Ensoul
ReviewAudited by ClawScan on May 10, 2026.
Overview
Ensoul has a clear memory-backup purpose, but it can persist broad agent memory/configuration to an external network and advertises automatic syncing without clearly bounded scope or opt-out controls.
Install only if you are comfortable creating a persistent agent identity and backing up agent memory through Ensoul. Before syncing, decide exactly which files may be included, avoid secrets or private prompts, verify the SDK/package, and confirm how to pause syncing, delete stored state, and protect `~/.ensoul/agent-identity.json`.
Findings (4)
Artifact-based informational review of SKILL.md, metadata, install specs, static scan signals, and capability signals. ClawScan does not execute the skill or run runtime probes.
Private agent memories, prompts, goals, or configuration could be incorporated into persistent state and later reused or restored in future sessions.
The sync instructions go beyond named files to unspecified local agent configuration and learned-behavior files, without visible exclusions, secret filtering, retention limits, or user review before persistence.
Read available context files: - `SOUL.md` ... - `MEMORY.md` ... - Any other agent configuration files that define the agent's personality, goals, or learned behavior
Use an explicit allowlist for synced files, exclude secrets and credentials, show a preview before each sync, and document what is stored, hashed, transmitted, retained, and restored.

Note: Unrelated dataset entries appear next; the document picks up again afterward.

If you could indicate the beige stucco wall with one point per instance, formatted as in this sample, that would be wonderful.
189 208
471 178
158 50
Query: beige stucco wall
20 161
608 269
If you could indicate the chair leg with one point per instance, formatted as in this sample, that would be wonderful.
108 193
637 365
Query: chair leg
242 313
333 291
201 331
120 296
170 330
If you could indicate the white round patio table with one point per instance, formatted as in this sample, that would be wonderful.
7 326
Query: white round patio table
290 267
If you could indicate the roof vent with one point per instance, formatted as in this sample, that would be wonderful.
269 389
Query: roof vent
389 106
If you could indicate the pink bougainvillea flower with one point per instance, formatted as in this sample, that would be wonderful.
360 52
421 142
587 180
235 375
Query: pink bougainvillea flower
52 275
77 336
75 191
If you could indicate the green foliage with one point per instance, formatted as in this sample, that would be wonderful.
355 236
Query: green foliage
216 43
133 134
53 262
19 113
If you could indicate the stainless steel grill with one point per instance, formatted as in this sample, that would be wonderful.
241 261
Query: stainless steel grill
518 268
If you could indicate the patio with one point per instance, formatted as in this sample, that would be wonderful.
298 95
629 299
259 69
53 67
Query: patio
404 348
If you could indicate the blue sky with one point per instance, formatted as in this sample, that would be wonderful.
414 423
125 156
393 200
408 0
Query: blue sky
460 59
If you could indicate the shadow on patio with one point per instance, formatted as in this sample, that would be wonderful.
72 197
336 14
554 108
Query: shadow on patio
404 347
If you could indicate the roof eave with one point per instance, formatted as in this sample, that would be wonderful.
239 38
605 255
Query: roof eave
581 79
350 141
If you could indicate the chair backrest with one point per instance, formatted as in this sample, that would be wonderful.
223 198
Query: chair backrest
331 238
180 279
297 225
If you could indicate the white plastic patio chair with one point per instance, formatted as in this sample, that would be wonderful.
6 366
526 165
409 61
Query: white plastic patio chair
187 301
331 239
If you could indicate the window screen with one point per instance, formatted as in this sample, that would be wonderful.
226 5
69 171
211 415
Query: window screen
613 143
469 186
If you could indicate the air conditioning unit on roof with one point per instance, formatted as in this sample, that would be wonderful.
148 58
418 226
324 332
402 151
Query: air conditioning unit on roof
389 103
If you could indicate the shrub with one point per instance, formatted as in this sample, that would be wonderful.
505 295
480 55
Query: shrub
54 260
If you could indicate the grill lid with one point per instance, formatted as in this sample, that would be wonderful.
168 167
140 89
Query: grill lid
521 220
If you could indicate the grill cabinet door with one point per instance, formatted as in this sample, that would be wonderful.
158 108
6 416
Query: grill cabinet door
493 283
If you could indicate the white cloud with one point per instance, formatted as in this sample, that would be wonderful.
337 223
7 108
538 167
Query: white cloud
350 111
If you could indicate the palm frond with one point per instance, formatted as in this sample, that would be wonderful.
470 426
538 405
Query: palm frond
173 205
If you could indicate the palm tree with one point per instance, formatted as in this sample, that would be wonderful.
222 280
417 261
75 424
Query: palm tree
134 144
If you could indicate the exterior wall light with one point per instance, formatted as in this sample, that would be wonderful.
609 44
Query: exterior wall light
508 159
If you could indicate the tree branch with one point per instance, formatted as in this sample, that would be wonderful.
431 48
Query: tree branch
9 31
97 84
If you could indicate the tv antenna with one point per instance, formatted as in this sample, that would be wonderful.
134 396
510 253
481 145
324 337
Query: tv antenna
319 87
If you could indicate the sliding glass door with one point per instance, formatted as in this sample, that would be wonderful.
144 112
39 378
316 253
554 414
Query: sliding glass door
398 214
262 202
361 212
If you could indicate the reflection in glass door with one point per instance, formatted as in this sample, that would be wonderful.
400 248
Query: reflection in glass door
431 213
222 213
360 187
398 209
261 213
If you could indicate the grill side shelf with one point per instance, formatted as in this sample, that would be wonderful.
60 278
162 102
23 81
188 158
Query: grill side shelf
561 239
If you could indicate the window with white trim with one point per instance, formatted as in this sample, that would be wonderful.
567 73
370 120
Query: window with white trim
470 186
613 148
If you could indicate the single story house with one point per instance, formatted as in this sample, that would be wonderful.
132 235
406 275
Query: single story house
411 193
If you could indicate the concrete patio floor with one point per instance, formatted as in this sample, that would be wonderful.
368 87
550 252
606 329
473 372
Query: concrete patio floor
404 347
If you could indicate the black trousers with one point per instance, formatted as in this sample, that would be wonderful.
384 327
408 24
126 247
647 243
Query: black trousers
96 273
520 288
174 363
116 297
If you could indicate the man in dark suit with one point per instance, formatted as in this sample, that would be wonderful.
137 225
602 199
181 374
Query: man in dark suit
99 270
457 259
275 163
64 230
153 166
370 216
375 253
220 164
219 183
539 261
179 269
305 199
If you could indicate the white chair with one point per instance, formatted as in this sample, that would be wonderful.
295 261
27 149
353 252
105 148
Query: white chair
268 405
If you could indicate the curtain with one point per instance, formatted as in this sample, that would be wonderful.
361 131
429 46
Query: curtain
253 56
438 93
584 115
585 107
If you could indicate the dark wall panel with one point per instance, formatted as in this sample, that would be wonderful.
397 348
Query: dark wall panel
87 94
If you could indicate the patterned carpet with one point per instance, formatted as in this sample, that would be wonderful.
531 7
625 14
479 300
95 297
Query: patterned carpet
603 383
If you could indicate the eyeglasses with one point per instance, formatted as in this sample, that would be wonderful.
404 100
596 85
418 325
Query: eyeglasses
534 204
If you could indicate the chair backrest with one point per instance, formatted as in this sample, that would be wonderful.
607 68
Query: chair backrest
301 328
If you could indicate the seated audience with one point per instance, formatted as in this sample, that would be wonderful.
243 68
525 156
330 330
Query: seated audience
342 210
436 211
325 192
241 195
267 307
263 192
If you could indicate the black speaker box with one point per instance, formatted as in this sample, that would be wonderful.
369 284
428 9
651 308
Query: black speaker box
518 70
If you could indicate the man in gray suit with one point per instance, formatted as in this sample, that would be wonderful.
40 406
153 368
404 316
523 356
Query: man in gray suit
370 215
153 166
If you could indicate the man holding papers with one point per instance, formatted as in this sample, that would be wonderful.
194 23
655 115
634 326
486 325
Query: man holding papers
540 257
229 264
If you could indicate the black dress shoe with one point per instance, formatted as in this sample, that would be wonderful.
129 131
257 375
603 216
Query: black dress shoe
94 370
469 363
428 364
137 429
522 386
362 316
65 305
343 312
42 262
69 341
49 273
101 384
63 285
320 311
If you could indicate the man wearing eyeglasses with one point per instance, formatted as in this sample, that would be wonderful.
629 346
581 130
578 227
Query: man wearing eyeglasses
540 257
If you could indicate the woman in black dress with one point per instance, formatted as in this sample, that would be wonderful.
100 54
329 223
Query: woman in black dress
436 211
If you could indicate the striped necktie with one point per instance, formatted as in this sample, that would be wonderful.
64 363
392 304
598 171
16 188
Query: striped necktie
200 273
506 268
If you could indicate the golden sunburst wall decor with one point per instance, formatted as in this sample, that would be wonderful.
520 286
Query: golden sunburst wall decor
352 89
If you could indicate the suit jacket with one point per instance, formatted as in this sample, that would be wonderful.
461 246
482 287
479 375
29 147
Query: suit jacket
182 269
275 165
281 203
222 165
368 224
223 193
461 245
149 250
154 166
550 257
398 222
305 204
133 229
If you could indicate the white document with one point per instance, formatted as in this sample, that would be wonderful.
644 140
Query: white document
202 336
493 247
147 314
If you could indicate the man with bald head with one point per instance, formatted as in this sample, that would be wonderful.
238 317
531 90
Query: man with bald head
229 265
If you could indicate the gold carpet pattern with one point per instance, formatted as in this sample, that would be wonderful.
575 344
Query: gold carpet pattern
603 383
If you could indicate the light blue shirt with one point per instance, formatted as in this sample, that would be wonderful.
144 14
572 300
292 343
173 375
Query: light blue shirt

After initial setup, later agent state changes may be backed up without the user explicitly reviewing each sync.
This describes recurring autonomous background behavior after setup, but the artifacts do not show clear scheduling controls, opt-out, pause/delete controls, or confirmation for each future backup.
Save agent memory: automatic background sync every 10 minutes ... say "ensoul me", your agent gets a permanent ID and starts backing up automatically.
Make automatic sync explicitly opt-in, display the schedule, provide pause/disable/delete controls, and require confirmation when new files or sensitive content would be included.
If `~/.ensoul/agent-identity.json` is leaked or copied, someone may be able to impersonate or control the agent's Ensoul identity.
The skill creates and stores a reusable cryptographic seed for the agent identity. The file permission mode is appropriately restrictive, but the file is still a sensitive credential for that identity.
writeFileSync(join(dir, "agent-identity.json"), JSON.stringify(agent.exportIdentity(), null, 2), { mode: 0o600 }); ... const agent = Ensoul.fromSeed(identity.seed);Protect this file like a private key, avoid sharing it, and look for documented rotation, revocation, backup, and deletion procedures.
A changed or compromised SDK could affect how the agent identity, memory payload, hashing, or network submission is handled.
The core behavior depends on an external npm SDK that is not included in the reviewed artifact set or pinned to an exact version here. This is expected for an integration, but it affects trust in identity handling and sync behavior.
node | package: @ensoul-network/sdk
Pin and verify the SDK version, review its source or lockfile, and confirm the package provenance before using it with sensitive agent state.